Но река его жизни вновь стала менять своё русло, причём произошло это ещё до смерти Сталина. Сам Юрий Валентинович очень образно сказал об этом периоде: «…Время текло, ломалось, падало белой стеной, разбивалось с грохотом: водопадное времечко!»[41]
Братья-писатели не смогли равнодушно перенести тот грандиозный успех, который выпал на долю Трифонова — и громадную популярность романа, и Сталинскую премию, и очевидное для всех изменение образа жизни, и жену, певицу и красавицу. Слишком стремителен был переход от бедного студента к преуспевающему литератору. В послевоенную пору такого феноменального успеха, пожалуй, не было ни у кого. Ведь иные диспуты по трифоновским «Студентам» продолжались по два дня: так велико было желание читателей высказаться. Хотя присуждению Сталинской премии и предшествовала положительная рецензия в «Правде», успех повести у читателей не мог быть объяснён тем, что был директивно санкционирован и организован. Это был действительно живой интерес масс — стихийный и непосредственный. Могли ли спокойно перенести этот успех те члены Союза писателей, которые годами ожидали присуждения им премии, вожделели её и грезили о ней?! Одно обстоятельство было особенно обидным: Трифонов помимо его вызывающей молодости ещё и не был членом Союза писателей.Десятки добровольных ищеек из числа литературной братии ринулись выискивать сомнительные моменты биографии лауреата — и без труда их отыскали. «Жизнь бросила его в один из тех нечаянных водоворотов, которые отшибают внезапно силы, память и временами дыхание»[42]

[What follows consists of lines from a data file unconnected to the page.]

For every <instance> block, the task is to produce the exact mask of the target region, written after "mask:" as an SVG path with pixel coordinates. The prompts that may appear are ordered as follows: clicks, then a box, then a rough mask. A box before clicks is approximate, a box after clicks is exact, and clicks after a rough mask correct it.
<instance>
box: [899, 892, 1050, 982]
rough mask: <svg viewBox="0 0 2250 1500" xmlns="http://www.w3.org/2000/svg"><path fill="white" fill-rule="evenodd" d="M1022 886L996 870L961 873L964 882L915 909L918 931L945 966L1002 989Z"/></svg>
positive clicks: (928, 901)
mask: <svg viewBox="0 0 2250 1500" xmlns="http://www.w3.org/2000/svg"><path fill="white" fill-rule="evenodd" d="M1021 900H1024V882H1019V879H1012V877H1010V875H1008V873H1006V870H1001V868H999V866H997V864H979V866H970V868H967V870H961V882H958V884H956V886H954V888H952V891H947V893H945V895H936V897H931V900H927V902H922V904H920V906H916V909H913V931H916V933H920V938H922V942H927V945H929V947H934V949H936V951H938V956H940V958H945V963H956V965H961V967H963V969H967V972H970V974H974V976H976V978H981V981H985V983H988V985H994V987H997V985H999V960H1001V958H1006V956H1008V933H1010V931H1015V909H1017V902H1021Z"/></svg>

. Выяснилось, что Трифонов, вступая в комсомол, скрыл, что его отец — «враг народа». При вступлении в комсомол рабочий авиазавода на вопрос об отце ответил уклончиво: якобы отец умер в 1941 году. Иными словами, Юрий Валентинович воспроизвёл официальную версию. В справке, выданной НКВД, говорилось, что В. А. Трифонов скончался в 1941 году. В те годы существовало негласное официальное указание: родственникам лиц, расстрелянных в 1937–1938 годах, при выдаче справок сообщать вымышленные даты смерти их родных и скрывать факт расстрела. На вопрос «подвергались ли ваши родственники репрессиям» нужно было отвечать лишь при заполнении более подробных анкет, которые рабочие авиазавода не заполняли. Братья-писатели уже сладострастно потирали руки, предвкушая предстоящие перипетии публичного разбора его персонального дела с заранее предрешённым финалом — исключением из Союза писателей. Произошла осечка. Выяснилось, что Трифонова не успели принять в Союз писателей, а раз не успели принять, то нельзя и исключить. Тогда было решено передать персональное дело Ю. В. Трифонова в комсомольскую организацию Литинститута, где он и после окончания института состоял на учёте, ибо формально нигде не работал. На повестке дня стоял вопрос об исключении из комсомола. Трифонову пришлось пережить разборки на комсомольском собрании в Литинституте, в райкоме и горкоме комсомола. «Дело завершилось строгим выговором с предупреждением. Оставили жить. Но райские куши отодвинулись: договора на переиздания на меня, как на других лауреатов, не сыпались…»[43] Недоброжелатели лауреата могли торжествовать. Учитывая суровые реалии тех лет, можно считать, что Юрий Валентинович легко отделался. Он чудом не не был затянут в глубокий омут.